Kim Stanley ROBINSON
PRESSES DE LA CITÉ
528pp - 19,82 €

Critique parue en décembre 1998 dans Bifrost n° 11

Nous sommes au début du XXIe siècle, autant dire demain. Le traité qui garantissait à l'Antarctique sa non appropriation par quelque puissance que ce soit (état ou entreprise), son statut de territoire libre, l'interdiction de son exploitation à des fins industrielles, n'a pas été reconduit par les nations signataires. Résultat, en ces temps ou le pétrole est une denrée rare, les enchères montent. Les pays pauvres entreprennent de sonder les ressources du continent, le tourisme de l'extrême se développe, les scientifiques se démènent pour maintenir leurs subventions, les groupuscules d'écologistes radicaux prennent les armes… Les enjeux sont énormes. Au-delà d'un paquet de milliards de dollars, sur cette Terre surpeuplée, polluée, confrontée à un réchauffement intense, l'Antarctique est le plus précieux des symboles. L'humanité sera-t-elle suffisamment sage pour préserver ce dernier territoire propre et vierge en ménageant l'intérêt de chacun et, si elle y parvient, saura-t-elle appliquer cette sagesse nouvelle au reste de la planète ? Il en va de la pérennité de la vie sur Terre…

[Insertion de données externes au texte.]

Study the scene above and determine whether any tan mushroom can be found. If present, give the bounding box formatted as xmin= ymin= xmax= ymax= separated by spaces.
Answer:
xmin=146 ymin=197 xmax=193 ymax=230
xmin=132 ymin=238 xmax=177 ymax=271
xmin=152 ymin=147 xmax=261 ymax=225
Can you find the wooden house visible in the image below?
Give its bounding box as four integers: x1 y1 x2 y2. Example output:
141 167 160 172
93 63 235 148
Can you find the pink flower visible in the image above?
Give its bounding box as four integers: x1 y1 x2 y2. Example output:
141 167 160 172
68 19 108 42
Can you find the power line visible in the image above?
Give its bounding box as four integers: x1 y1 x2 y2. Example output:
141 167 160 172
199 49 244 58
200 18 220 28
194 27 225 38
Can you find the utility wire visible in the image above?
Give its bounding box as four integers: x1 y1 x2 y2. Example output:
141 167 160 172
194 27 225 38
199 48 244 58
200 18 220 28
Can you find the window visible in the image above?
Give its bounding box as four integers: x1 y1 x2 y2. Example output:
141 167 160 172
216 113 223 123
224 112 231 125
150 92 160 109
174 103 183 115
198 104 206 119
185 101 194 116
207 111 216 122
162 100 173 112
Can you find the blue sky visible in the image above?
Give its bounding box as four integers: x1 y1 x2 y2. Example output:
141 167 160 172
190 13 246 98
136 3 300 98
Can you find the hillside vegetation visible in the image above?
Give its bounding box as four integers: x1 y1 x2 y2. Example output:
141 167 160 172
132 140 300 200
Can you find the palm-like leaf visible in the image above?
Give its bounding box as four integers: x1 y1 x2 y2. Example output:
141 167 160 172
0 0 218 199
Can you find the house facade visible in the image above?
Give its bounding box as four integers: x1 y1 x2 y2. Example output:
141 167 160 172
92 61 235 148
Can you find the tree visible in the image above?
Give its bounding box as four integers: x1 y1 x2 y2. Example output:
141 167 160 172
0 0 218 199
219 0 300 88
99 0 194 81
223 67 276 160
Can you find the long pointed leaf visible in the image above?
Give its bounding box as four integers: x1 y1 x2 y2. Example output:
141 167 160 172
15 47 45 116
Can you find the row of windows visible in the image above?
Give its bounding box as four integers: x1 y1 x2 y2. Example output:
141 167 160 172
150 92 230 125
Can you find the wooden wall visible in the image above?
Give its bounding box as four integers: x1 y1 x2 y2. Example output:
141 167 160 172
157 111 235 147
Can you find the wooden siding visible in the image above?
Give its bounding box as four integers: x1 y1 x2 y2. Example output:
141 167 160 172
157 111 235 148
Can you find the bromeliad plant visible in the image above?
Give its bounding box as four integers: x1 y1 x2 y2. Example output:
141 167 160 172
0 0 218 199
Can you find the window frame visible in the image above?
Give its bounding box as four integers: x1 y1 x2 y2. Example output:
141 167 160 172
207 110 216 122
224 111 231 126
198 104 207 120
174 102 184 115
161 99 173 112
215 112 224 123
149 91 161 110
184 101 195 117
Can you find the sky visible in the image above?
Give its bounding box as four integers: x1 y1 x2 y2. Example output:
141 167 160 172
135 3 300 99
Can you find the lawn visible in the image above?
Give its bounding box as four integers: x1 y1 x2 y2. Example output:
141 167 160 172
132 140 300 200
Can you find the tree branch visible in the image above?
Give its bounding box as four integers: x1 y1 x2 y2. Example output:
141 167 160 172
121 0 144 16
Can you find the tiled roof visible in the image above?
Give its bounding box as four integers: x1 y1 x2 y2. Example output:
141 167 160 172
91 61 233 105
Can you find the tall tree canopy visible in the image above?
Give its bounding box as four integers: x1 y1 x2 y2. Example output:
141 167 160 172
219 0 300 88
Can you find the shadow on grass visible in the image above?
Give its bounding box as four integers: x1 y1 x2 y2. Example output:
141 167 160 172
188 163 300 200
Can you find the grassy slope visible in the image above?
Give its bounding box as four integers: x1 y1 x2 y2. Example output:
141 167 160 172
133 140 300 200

Pour traiter ce sujet ambitieux, l'auteur prend le parti de nous présenter une poignée de personnages très divers et différemment liés au continent glacé. Il y a les scientifiques, naturellement, leurs quêtes chimériques et leurs vaines disputes ; les prospecteurs de pétroles qu'il serait si facile de juger et pourtant ; ceux qu'on pourrait appeler les « naturels » et qui vivent au fin fond du froid, coupés du monde ; le paumé de service, qui va se trouver une motivation nouvelle au-delà d'une déception amoureuse qui le ruine ; la superbe et infatigable guide de l'extrême en but à ses clients touristes bornés ; le sage chinois aux aphorismes sibyllins mais à l'extrême humanité ; Wade, le politicien ultra urbanisé, par les yeux de qui, en grande partie, on découvre les merveilles de ce monde étrange, presque extraterrestre… Autant de destinés humaines divergentes, voire en totale opposition, qui vont pourtant se croiser, s'affronter, se mêler. Autant de lignes narratives imbriquées qui, petit à petit, tissent une toile de fond extrêmement dense et riche, époustouflante.

Depuis sa fameuse trilogie martienne, on savait Kim Stanley Robinson un auteur précis et minutieux. Avec S.O.S. Antarctica (titre ridicule auquel on préférera l'original, Antarctica, Inc.), il accouche une nouvelle fois d'un livre long, ambitieux, d'une rigueur scientifique sidérante (trop, parfois) et d'une portée humaine considérable. On est ici bien loin d'une science-fiction imagée et divertissante. Les digressions de l'auteur peuvent lasser, mais on reste ébahi devant la maîtrise narrative et l'extrême intelligence du propos.